Penyebab Batuk Berdahak dan Berapa Lama Normalnya Akan Sembuh?

Batuk berdahak yang sering kita anggap normal, sebaiknya tidak diabaikan begitu saja. Meski tidak selalu berbahaya, nyatanya batuk berdahak bisa saja dipicu oleh kondisi yang lebih serius dan butuh penanganan khusus, terutama bila sudah dialami dalam waktu yang lama. Untuk Anda yang masih sering mengabaikan kondisi medis satu ini, cobalah mengidentifikasi dulu, apa penyebab batuk berdahak dan berapa lama normalnya akan sembuh?

Penyebab Batuk Berdahak

Dilansir dari Hello Sehat, batuk berdahak, disebut juga dengan istilah batuk basah atau produktif, karena menghasilkan dahak atau lendir dari paru-paru atau sinus. Ketika Anda mengalami kondisi ini, batuk terdengar berat dan mungkin disertai suara mengi (napas berbunyi) serta sesak di dada.
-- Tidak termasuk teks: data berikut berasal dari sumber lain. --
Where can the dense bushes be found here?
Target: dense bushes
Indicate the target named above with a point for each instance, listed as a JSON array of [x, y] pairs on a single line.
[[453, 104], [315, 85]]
Situs Harvard Medical School menyebutkan bahwa ada berbagai penyebab batuk berdahak, dari yang ringan hingga butuh penanganan serius. Penyebab batuk berdahak mungkin merupakan kondisi yang akut sehingga bisa sembuh dengan pengobatan tertentu. Namun, batuk berdahak juga bisa menjadi salah satu gejala penyakit kronis yang sulit disembuhkan seperti bronchitis, pneumonia, bronkiektasis, asma, postnasal drip, dan Penyakit paru-paru obstruktif kronis (PPOK).
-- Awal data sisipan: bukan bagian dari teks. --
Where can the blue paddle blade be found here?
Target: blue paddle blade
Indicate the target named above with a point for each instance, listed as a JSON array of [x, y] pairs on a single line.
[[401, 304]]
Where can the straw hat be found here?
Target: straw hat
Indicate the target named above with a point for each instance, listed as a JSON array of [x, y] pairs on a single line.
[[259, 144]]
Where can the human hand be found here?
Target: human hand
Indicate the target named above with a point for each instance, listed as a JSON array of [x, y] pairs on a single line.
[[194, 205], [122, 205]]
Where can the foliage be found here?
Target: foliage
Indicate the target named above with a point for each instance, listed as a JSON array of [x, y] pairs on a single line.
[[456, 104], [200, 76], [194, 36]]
Dengan merebaknya Virus COVID-19, kita juga perlu waspada karena batuk berdahak maupun tidak berdahak bisa menjadi salah satu gejala yang kita alami. Sebuah artikel di Detik Health menyebutkan, dokter spesialis paru dari RS Persahabatan dan Pokja Infeksi Pengurus Pusat Perhimpunan Dokter Paru Indonesia (PDPI), dr Erlina Burhan, SpP(K),  mengungkapkan batuk akibat COVID-19 varian Omicron biasanya berupa batuk kering. Namun di beberapa kasus ada juga yang mengalami batuk berdahak yang sulit dikeluarkan.

Waktu penyembuhan batuk

Lalu berapa lama normalnya batuk berdahak akan sembuh? Banyak orang merasa panik saat batuk yang dialami sudah lebih dari seminggu. Namun dilansir dari kompas.com, meski memang sangat mengganggu, hal itu sebenarnya normal. Banyak orang yang menganggap batuk adalah penyakit sepele yang sebenarnya bisa sembuh kurang dari lima hari. Padahal menurut literatur, durasi rata-rata penyakit batuk bisa mencapai 18 hari. Menderita batuk selama 18 hari memang terdengar sangat lama, namun sebenarnya masih dalam kategori normal.

Meski begitu tetap ada beberapa gejala penyerta batuk yang perlu diwaspadai, misalnya dahak berlebihan. Jika Anda terbatuk sampai mengeluarkan sesuatu, sebaiknya segera periksakan ke dokter. Perhatikan pula perubahan warna pada dahak atau kemungkinan adanya darah. Bila batuk Anda disertai dengan sesak napas atau suara mengi (di dada, sebaiknya juga periksakan ke dokter. Namun sebagai pertolongan pertama Anda bisa mengonsumsi obat batuk khusus untuk batuk berdahak, sebab beda batuknya beda obatnya!